歌集によって違うけど、「はるかカーテンコールまで」はどちらかというと時間がたっぷりある時に読む方がいい。思いがけない言葉が、へんな方向から飛び出してきてとてもスリリング。簡素でピュアな詩情があふれていて、ひとつひとつの歌がゆっくりといとおしくなる。

この歌ではさよならをした人と、さよならをしなかった人たちがいる。さよならをしなかった人は、今も近しく付き合っている人たちのはずだけど、その人たちの方が気持ちの中で遠いという。遠いというけど、ここでは疎遠という意味でもないような気がする。

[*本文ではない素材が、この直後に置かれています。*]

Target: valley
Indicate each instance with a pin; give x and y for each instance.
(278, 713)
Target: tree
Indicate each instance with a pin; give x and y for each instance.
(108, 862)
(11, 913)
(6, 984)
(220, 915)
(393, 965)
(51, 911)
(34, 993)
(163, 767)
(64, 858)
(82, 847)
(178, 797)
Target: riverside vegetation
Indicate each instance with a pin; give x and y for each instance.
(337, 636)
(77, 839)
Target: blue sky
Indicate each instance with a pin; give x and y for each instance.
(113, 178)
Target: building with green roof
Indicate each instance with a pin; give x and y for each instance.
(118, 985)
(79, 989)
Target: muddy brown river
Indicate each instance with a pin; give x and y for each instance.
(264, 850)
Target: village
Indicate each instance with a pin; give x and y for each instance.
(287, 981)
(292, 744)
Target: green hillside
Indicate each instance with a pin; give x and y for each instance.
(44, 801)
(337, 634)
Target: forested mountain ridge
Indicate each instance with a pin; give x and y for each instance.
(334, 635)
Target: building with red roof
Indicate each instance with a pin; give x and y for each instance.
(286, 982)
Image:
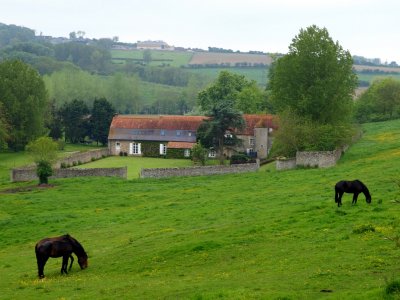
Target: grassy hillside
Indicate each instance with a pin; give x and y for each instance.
(159, 58)
(264, 235)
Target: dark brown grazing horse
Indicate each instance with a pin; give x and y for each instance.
(354, 187)
(61, 246)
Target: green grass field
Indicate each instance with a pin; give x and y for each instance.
(260, 75)
(264, 235)
(159, 58)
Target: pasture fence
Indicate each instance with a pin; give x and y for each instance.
(199, 171)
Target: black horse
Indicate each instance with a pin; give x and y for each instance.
(354, 187)
(61, 246)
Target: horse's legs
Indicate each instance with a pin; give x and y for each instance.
(355, 196)
(41, 261)
(64, 264)
(340, 194)
(72, 260)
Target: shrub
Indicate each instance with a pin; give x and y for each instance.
(363, 228)
(199, 154)
(239, 159)
(393, 287)
(61, 144)
(44, 171)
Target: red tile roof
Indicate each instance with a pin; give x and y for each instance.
(157, 122)
(189, 123)
(180, 145)
(257, 121)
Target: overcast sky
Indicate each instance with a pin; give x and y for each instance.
(368, 28)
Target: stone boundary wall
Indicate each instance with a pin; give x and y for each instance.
(29, 174)
(285, 164)
(199, 171)
(82, 157)
(320, 159)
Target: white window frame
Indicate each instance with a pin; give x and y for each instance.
(186, 152)
(135, 148)
(212, 153)
(163, 149)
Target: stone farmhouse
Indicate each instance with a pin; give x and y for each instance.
(174, 136)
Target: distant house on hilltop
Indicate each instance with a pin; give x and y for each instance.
(174, 136)
(154, 45)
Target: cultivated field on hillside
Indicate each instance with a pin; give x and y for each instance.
(260, 75)
(264, 235)
(211, 58)
(360, 68)
(158, 57)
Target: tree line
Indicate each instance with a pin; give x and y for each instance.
(26, 112)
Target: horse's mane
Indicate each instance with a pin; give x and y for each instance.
(364, 187)
(76, 244)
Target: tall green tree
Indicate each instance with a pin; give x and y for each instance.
(3, 128)
(75, 118)
(147, 56)
(100, 120)
(44, 153)
(245, 95)
(224, 119)
(54, 123)
(315, 79)
(25, 102)
(380, 102)
(314, 84)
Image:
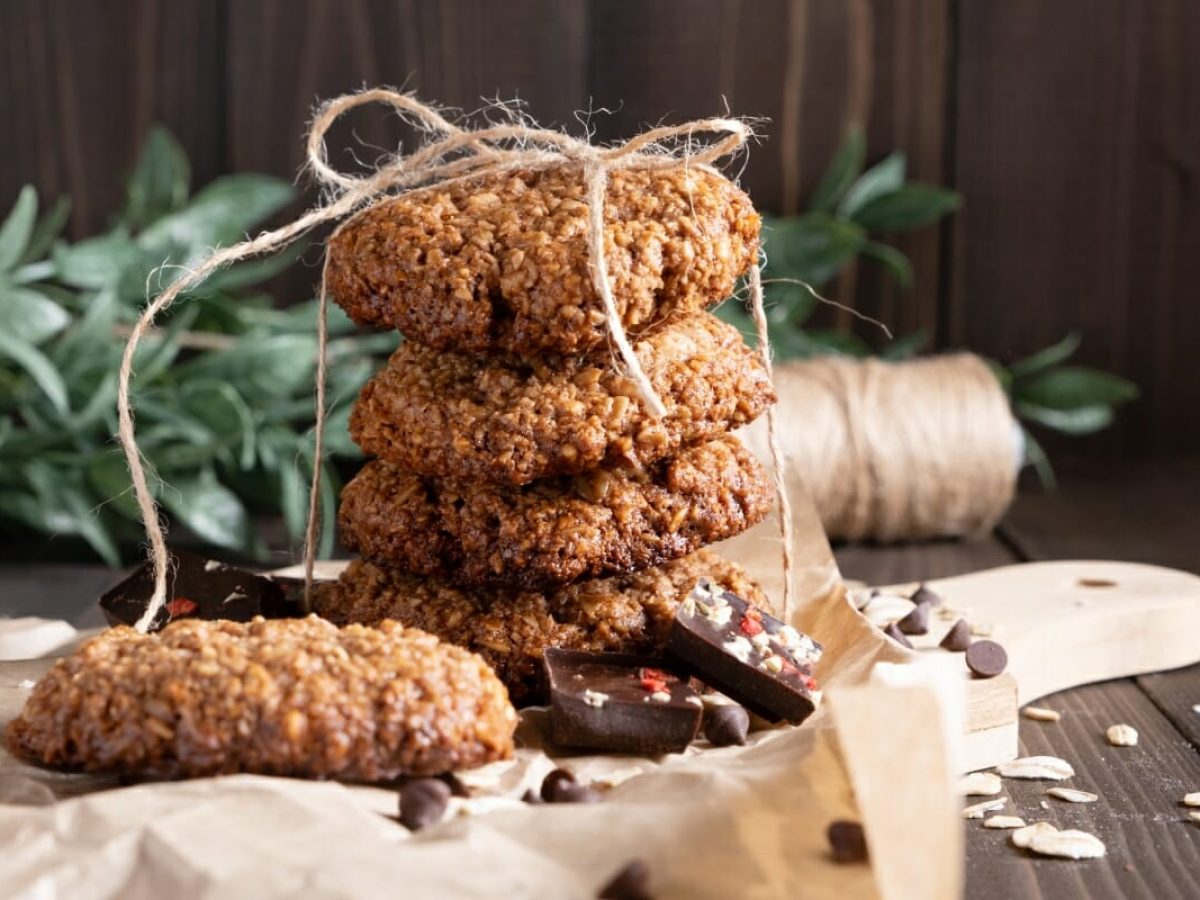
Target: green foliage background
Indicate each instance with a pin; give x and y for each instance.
(223, 388)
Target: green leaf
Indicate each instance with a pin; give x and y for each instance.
(39, 367)
(1079, 420)
(29, 316)
(219, 215)
(1037, 457)
(885, 177)
(911, 207)
(1048, 357)
(17, 228)
(813, 247)
(96, 262)
(844, 168)
(160, 181)
(1075, 387)
(905, 347)
(209, 509)
(892, 259)
(828, 342)
(47, 231)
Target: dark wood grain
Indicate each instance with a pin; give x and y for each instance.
(82, 83)
(1077, 149)
(1177, 696)
(1153, 851)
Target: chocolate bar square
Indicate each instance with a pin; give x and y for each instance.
(197, 588)
(619, 702)
(745, 653)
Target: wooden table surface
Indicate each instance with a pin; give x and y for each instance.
(1149, 515)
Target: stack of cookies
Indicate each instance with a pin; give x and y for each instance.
(522, 495)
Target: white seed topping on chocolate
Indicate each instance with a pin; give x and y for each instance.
(739, 647)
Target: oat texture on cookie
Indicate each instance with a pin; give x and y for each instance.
(526, 493)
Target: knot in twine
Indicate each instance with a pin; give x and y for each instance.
(450, 154)
(901, 450)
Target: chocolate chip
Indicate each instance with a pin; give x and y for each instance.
(958, 639)
(924, 595)
(846, 841)
(550, 784)
(423, 803)
(726, 725)
(630, 883)
(898, 636)
(574, 792)
(916, 622)
(457, 789)
(987, 659)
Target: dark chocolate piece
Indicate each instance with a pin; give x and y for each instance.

どちらかというと「さよならを」した人たちへの思いが先にあって、失ったものへの愛惜や哀しみがとりわけ懐かしいものとして感受されているように思う。そんな想念をいちど裏返しにして、手探りで確かめているようにも思える。

上からもう一度読むと、「テーブルを拭う夕べ」という場面の差し出し方がとてもきれいだ。清潔な布巾でテーブルを拭うように、一日のノイズをいちどきれいに払って、リセットする瞬間。そのとき、日常と非日常が反転するのではなかろうか。夕べは、日常が遠くなるとき。そんな境界の領域に失われてしまった時間や情感がふっと喚起されて、やすらぎ、あるいは静かな悲しみがひろがっているように思える。

 

噴上ふきあげは水の額か この手のひらを添えたいけれどどうにも遠い

 

上句の比喩の美しさが際立っている。焦点が当たっているのは、噴水の天辺のあたりだろうか。水が噴き上げっていって、落下する瞬間。それは視覚的には固定しているように見えるけど、実際は常に流れ動いている水の様相にすぎない。その瞬間をとらえて〈水の額〉と呼ぶことに、まず自らの体感の痛みを被せているようで、はっと胸を衝かれてしまう。それは現れては過ぎ去ってゆく時間そのものの謂いではなかろうか。

限りなく過ぎてゆくもの、あるいは幻のような世界そのものの手触りを確かめたいという願いが切ない。

非在への憧れは詩人の証し。

存在するものはいつも遠くて、限りなく深い、という聖書の言葉をつい思ってしまう。